In Russia the general gender equality at work place is a must by law, however. a certain consistent pattern can be noticed: man is considered to be in charge, while women is “often the force to be reckoned with, and who sees to it that things get done” (Archer, 2012). While, the traditional idea of men being a representative of a stronger sex is common, it does not eliminate women from occupying manager’s positions. “Russians do not refer to women as “the weaker sex”—nor do they think women are weak at all—but instead women are “the prettier sex” (Buck, 2012). Women in Russia follow the desire of being a good looking character within the company no matter what they do. “Whenever they are out in public, Russian women dress pristinely, always in high heels, regardless of the weather. It would be a social scandal to wear sweatpants or running shoes unless one is on their way to the gym” (Buck, 2012). As the result, women are more likely to get the position, where the visual contact is more applicable or necessary, since they are considered as a mood driver and, thus, by some unwritten agreement, they have to support this perception with their look. Men in business are taken seriously if they show themselves as true gentlemen: “Men are allowed - nay, advised - to compliment a woman's appearance. They stand up when a woman enters a room or comes to a table. They get the door.” (Archer, 2012). For both genders the appropriate education is important, so once you meet a business person, no matter what gender he or she is, you should act respectfully, assuming that this person is qualified for the position he or she holds.
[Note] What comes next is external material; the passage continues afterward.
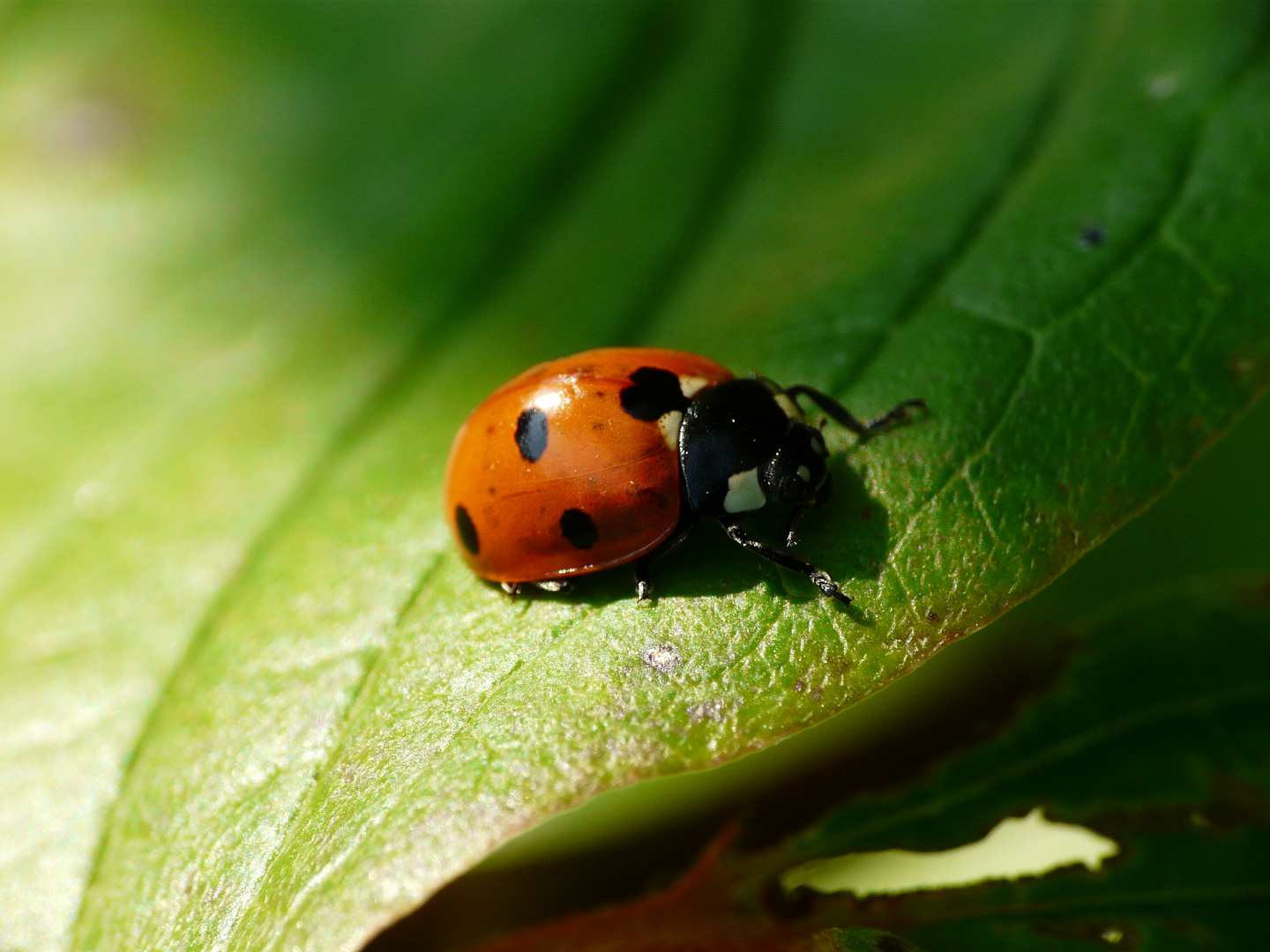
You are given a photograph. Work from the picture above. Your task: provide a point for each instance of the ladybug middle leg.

Goman, K. C. (March, 2011). Communicating Across Cultures. ASME.
Retrieved from: https://www.asme.org/engineering-topics/articles/business-communication/communicating-across-cultures
Scarince, C. Symbolic Interactionism in Sociology. Study.com.
Retrieved from: http://study.com/academy/lesson/symbolic-interactionism-in-sociology-definition-criticism-examples.html
Archer, G. (25th of April, 2012). Gender in Russian Business Culture. MBA-Exchange.com.
Retrieved from: http://www.mba-exchange.com/candidates/mba-knowledge-article.php?kpo=62
Buck, A. (25th of October, 2012). The Prettier Sex: Understanding the Gender Roles in Russia. Georgetown University: Berkley Center.